Nu-Folk. What is it? Is it the British Invasion in reverse? There’s a lot of evidence that London is once again the capital of the distinctly American music form known as folk. But what’s in a name? We have here right on this continent as much a claim for the rebirth of acoustic based heartfelt music with a purpose as any. What’s clear is that “It’s all over now baby blue” as far as the recording industry is concerned and folk music is the best chance we have at reclaiming music as a people’s medium. Folk music is a way of communicating radical ideas and helps the powerless gather the great courage needed to fight for survival against the mechanical button pushing future that awaits us if we don’t do anything. A call to arms is at the center of this movement and if it isn’t is should be. This is the time to put away your electric guitar and crossover to the acoustic side. On July 25th, 1965 at the Newport Folk Festival Bob Dylan with a ragtag band made up of musicians from The Butterfield Blues Band that only knew two songs that they rehearsed the night before played to an astonished crowd an electric version “Maggie’s Farm” which started a trend that has maybe now finally come to an end and run its course. It’s time to realize that by playing electric folk music today’s musicians would be giving in to the corporate powers simply by being held hostage to using the electricity that they spew out at alarming rates considering the plight of the planet that we’re ravaging while we’re reveling. Aren’t we consuming the dirty resource while we’re playing electric instruments that’s precisely at the center of the endless power struggle between the haves and have nots? The corporations do have great power over us but the times are changing and we really need new folk heroes to lead the way. “Unplugged” was the good old eMpTV’s way of circling the wagons around their monopoly but they’ve long since given up that pipedream to American Idol and that ilk. All they seem to care about now is celebrity pregnancy and to titillate you with dumbed-way-down vacuous reality shows about people who don’t know the first thing about folk music. Who will lead us out of the musical darkness we’re now in and how will they use this powerful medium of the people to help guide us away from the precipice of the ultimate corporate takeover that will swallow us up if we don’t take decisive action?
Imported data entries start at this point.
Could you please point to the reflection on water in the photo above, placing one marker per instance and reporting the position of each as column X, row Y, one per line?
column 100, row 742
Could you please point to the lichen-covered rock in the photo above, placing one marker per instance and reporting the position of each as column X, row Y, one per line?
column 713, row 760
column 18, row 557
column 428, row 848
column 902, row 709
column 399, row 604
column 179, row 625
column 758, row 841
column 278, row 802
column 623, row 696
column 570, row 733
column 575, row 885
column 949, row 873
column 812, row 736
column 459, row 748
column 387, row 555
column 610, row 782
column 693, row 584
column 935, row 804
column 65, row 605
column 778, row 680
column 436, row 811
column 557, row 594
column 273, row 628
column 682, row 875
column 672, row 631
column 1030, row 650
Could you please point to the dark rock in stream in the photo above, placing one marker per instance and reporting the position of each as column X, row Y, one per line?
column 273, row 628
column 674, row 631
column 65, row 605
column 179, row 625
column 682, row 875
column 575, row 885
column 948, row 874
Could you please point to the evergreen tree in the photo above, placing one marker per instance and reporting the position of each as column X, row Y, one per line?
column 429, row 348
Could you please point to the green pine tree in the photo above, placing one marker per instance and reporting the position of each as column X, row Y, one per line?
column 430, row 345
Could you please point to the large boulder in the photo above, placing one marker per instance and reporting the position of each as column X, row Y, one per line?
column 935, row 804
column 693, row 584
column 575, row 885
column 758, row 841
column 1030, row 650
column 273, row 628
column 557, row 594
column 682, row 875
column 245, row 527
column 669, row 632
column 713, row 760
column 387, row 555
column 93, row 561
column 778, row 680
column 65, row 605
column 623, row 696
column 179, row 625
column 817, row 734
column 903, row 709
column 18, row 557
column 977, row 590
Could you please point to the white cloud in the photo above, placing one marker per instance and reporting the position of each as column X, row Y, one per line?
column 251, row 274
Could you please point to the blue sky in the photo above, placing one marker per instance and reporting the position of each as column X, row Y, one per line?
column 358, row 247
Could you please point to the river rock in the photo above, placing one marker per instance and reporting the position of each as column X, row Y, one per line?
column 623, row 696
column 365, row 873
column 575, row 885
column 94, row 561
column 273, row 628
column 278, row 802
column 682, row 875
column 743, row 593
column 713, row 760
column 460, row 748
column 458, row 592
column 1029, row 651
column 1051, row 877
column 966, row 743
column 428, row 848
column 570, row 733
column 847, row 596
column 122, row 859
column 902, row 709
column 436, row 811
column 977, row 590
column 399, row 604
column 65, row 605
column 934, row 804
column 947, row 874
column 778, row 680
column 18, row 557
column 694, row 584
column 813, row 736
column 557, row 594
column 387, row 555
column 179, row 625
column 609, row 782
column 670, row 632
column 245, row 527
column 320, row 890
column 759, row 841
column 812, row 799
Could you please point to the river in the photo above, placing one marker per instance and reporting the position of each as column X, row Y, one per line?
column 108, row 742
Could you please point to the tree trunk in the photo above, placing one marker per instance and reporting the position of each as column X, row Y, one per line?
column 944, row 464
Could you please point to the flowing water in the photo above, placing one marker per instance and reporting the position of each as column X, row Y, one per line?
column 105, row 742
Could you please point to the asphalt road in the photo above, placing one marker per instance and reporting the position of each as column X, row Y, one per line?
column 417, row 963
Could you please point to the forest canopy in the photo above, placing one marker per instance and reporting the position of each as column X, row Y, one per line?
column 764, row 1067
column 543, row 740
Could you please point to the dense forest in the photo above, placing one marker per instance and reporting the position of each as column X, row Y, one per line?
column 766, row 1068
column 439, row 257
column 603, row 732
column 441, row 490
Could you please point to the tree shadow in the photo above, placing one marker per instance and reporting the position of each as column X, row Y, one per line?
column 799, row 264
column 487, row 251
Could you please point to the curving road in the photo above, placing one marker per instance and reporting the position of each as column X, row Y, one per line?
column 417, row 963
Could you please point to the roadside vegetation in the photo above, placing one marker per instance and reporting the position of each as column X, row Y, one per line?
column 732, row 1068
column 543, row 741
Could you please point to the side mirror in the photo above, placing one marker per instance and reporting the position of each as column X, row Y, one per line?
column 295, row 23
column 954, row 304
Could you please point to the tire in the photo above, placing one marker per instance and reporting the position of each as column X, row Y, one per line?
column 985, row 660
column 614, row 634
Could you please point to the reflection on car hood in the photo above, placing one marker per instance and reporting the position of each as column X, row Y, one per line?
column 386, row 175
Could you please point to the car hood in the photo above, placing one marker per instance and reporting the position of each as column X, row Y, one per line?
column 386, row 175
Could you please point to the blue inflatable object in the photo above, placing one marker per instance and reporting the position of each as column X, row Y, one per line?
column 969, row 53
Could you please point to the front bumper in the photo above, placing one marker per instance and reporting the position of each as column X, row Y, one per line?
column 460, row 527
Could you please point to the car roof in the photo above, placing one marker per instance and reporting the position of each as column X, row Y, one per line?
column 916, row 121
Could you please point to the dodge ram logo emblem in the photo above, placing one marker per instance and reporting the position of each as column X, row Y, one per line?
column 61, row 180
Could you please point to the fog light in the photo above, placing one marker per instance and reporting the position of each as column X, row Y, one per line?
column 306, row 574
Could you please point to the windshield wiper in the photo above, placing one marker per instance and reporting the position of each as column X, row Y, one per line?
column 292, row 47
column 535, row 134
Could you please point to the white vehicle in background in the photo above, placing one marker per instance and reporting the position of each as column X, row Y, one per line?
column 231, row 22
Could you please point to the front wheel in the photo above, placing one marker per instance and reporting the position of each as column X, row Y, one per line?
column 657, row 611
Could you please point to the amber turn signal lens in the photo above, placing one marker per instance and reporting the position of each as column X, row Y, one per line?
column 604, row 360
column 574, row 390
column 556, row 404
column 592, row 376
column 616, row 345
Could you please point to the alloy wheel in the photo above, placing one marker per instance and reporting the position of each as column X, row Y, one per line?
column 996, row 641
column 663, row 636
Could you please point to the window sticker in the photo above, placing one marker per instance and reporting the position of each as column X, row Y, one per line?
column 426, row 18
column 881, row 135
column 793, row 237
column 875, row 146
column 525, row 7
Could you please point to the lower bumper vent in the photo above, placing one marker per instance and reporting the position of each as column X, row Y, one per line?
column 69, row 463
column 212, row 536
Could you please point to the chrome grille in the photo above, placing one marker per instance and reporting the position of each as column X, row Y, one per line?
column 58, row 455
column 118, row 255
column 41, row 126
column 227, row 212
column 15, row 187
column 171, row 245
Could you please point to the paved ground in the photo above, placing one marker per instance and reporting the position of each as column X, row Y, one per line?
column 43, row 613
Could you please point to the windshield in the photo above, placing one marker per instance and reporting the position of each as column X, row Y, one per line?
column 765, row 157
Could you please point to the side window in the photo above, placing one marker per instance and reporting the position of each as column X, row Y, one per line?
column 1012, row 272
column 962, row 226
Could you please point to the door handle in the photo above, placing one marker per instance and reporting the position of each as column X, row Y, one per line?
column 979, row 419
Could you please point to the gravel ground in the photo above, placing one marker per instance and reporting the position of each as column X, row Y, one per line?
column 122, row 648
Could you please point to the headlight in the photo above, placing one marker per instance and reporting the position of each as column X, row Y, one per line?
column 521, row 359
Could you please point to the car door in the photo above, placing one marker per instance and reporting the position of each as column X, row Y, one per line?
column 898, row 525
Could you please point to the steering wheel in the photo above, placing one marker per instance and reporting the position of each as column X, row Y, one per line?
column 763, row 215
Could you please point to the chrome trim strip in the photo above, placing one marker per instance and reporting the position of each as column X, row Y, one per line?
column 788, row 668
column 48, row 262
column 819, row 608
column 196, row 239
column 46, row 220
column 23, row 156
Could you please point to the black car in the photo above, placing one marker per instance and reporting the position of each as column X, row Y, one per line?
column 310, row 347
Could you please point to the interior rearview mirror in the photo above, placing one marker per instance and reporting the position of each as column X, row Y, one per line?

The Dala girls are great candidates. I saw them perform last May 21st, 2011 at The Sanctuary in Chatham New Jersey and they brought out the big names with their angelic voices that are so perfectly matched that they will undoubtedly be forced to stay together for life. As an acoustic duo treasure from Scarborough, Canada they are just one of our great hopes for the future of the music we know as folk. Why? Because they sing “Ohio” like they mean it and they know exactly what side they are on. Because they sing “Girl from the North Country” like it was always their song. It was Canada after all that brought us so many great folk artists like Joni Mitchell. They performed “Both Sides Now” as if it was written just for them to sing. It’s also songs from the great American folk songbook that they play like North Carolina’s Loudon Wainwright III’s “One Man Guy”. Amanda (Da) who dedicated the song to her father in the preamble and told us a great story about him packing her lunch hippie style (one raw carrot) and not allowing music at the dinner table. Since they played music all day long they needed to take a little break for their nourishment. She loves her father’s free spirit and gives him full credit for helping shape her mindset that will always be faithful to the values of the previous generation instead of rebelling against it. Why? Because those values he gave to her are universal and bridge any generation gap. Amanda also has a wonderful stage presence and is a true star in the sense that she commands your attention without demanding it. She also plays the ukulele, guitar and glockenspiel. Sheila (La), the other side, showed us great musicality and the ability to soar to great heights with her voice. The two played one solo number each and could stand on their own very nicely but it’s the duo that sets off the sparks. They ended the show with Mancini’s “Moon River” and fellow countryman Neil Young’s “Harvest Moon”. Both these songs conjure up great notions of the vastness and power of nature in the North American continent that should be cherished and protected. They also have a great Smothers Brothers like repartee on the stage even when addressing a serious issue.
Mel Lyman, the self proclaimed avatar and charter member of The Jim Kweskin Jug Band, is credited with being one of the people who helped calm the crowd down after Dylan’s Judas moment at Newport and restored the folk faithful to its purpose. He unfortunately went on to create a weird commune on Boston’s Beacon Hill that was infamously highlighted on national TV in 1970 by two blissed out cult members who were unknown stars in the Antonioni movie called Zabriske Point, Mark Frechette and Daria Halprin. They had an extremely strange appearance on The Dick Cavett Show to promote the film and both curiously said that they simply lived to serve Mel Lyman. Well that sort of thinking helped put an end to the hippie-folk movement. Why should anybody support or join any movement following a musician when musicians are much better suited to be guides and spokespeople not leaders that we blindly follow? Maybe that’s what Dylan was saying all along: Don’t follow me because I’m doing my own thing but try to listen to a little of what I say and maybe you’ll learn something you can use to help the world be a better place.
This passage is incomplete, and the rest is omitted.